The Sea Around Us is an international research initiative at the University of British Columbia, which acts as a critical resource to assess the impact of fisheries on marine environments. Since 1999, SAU has been collecting fisheries-related information from every maritime country from 1950 up to now. This set of information is used to reconstruct fisheries catch data from 1950. This project was elaborated to facilitate the access to these catch data, beyond what is made available on the website.
Catch data are viewed by government subsidiaries, marine biodiversity and is available on their website. Since the data presented through the website is vast and complex, when large database queries are made, or multi-dimensional charts are rendered, the website may slow down or become unavailable. Moreover, the Sea Around Us database team also needs to take care of the customized data requests sent by scientific colleagues, members of the conservation community, NGOs, and other researchers. Sea Around Us seeks to improve data access, avoid time delays, and provide a better user experience to enhance meaningful analysis and research, broadening the impact of this valuable dataset.

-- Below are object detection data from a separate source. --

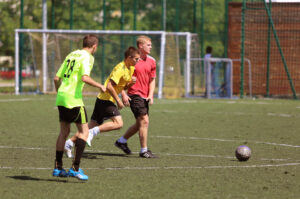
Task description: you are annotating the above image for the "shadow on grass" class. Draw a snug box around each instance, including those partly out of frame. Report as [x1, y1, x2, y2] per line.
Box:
[6, 176, 84, 183]
[82, 152, 129, 159]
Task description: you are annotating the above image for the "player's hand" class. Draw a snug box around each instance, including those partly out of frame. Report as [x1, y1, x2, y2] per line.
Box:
[117, 100, 125, 110]
[146, 97, 153, 105]
[131, 76, 136, 84]
[122, 95, 131, 106]
[100, 85, 106, 93]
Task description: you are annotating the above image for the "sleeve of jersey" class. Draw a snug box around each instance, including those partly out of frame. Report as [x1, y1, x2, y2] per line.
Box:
[56, 61, 66, 78]
[110, 67, 123, 84]
[151, 61, 156, 78]
[80, 58, 93, 76]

To improve the access and enhance the research done using the Sea Around Us website, UBC Cloud Innovation Center is able to provide a solution that offers a new way to interact with and derive insights from the SAU dataset by leveraging AWS services and Jupyter notebooks in a server-less fashion. The proposed solution involves AWS services such as Amazon Relational Database Service (RDS), AWS Glue, Amazon Athena, Amazon Simple Storage Service (S3), and Amazon CloudFront to generate and access a subset of SAU data for further analysis. Generation of subset data is done only once or twice a year or when there is a significant change in data. On a day-to-day basis, this subset of data in S3 is loaded into Jupyter notebooks (via CloudFront) for further analysis and visualizations. This enables power users and analysts to perform data analysis or create custom visualizations as needed within the notebook itself, reducing and potentially replacing the need of using the SAU for obtaining analytical information. Monitoring the solution utilization can be done via CloudFront statistics. Logs set up for the distribution can be used to monitor and analyze popular objects, usage by location, and to track the trends in requests and data transfer.

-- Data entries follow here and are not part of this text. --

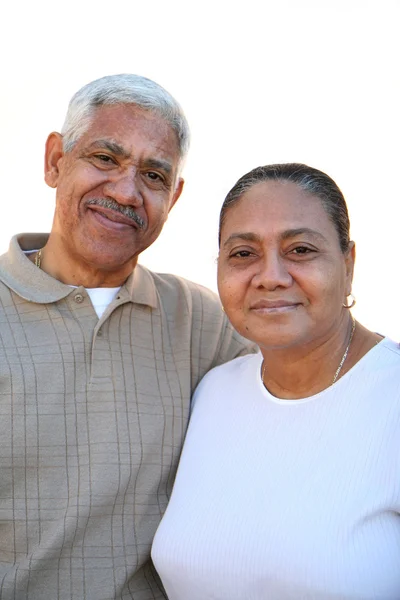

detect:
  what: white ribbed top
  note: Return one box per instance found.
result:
[152,339,400,600]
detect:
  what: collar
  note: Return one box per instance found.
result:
[0,233,158,308]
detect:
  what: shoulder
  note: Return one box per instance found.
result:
[196,353,262,396]
[145,265,221,311]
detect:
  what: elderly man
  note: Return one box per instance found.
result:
[0,75,252,600]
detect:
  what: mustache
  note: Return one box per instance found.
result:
[87,198,146,229]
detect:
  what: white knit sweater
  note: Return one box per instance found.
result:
[153,339,400,600]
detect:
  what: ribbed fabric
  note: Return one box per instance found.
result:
[0,235,253,600]
[152,339,400,600]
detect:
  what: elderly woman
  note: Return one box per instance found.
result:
[153,164,400,600]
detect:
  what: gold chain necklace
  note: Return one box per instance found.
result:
[35,248,43,269]
[261,315,356,385]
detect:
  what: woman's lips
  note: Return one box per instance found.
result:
[250,300,300,314]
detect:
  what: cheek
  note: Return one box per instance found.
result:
[296,263,344,306]
[217,268,247,310]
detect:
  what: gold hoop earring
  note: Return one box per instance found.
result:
[342,292,356,308]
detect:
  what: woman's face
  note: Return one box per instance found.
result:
[218,181,355,348]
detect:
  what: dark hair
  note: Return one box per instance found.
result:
[218,163,350,253]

As seen in the architecture diagram below:
- The first part of the workflow involves exporting the snapshot of the Sea Around Us PostgreSQL database (filtered to only the necessary tables) to S3.

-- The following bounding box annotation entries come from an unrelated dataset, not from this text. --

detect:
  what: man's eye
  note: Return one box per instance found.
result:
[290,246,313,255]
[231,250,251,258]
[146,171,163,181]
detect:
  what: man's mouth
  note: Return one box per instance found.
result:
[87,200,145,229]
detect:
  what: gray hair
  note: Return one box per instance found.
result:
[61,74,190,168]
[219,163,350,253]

- Then the metadata of this data is captured with the help of Glue crawlers.
- The data in S3 is now ready to be queried from Athena in a server-less fashion.
- When the queries are run on Athena, CSV files are automatically generated in relevant folders on S3. This is the subset of SAU data highlighted in the architecture diagram below, and this subset of data includes aggregated results from SQL queries.
- In the second part of the workflow (the day-to-day scenario), an analyst or a power user can load this subset of SAU data in S3 (via CloudFront) from S3 into Jupyter notebooks in any environment for further analysis and visualizations – generating insights from data.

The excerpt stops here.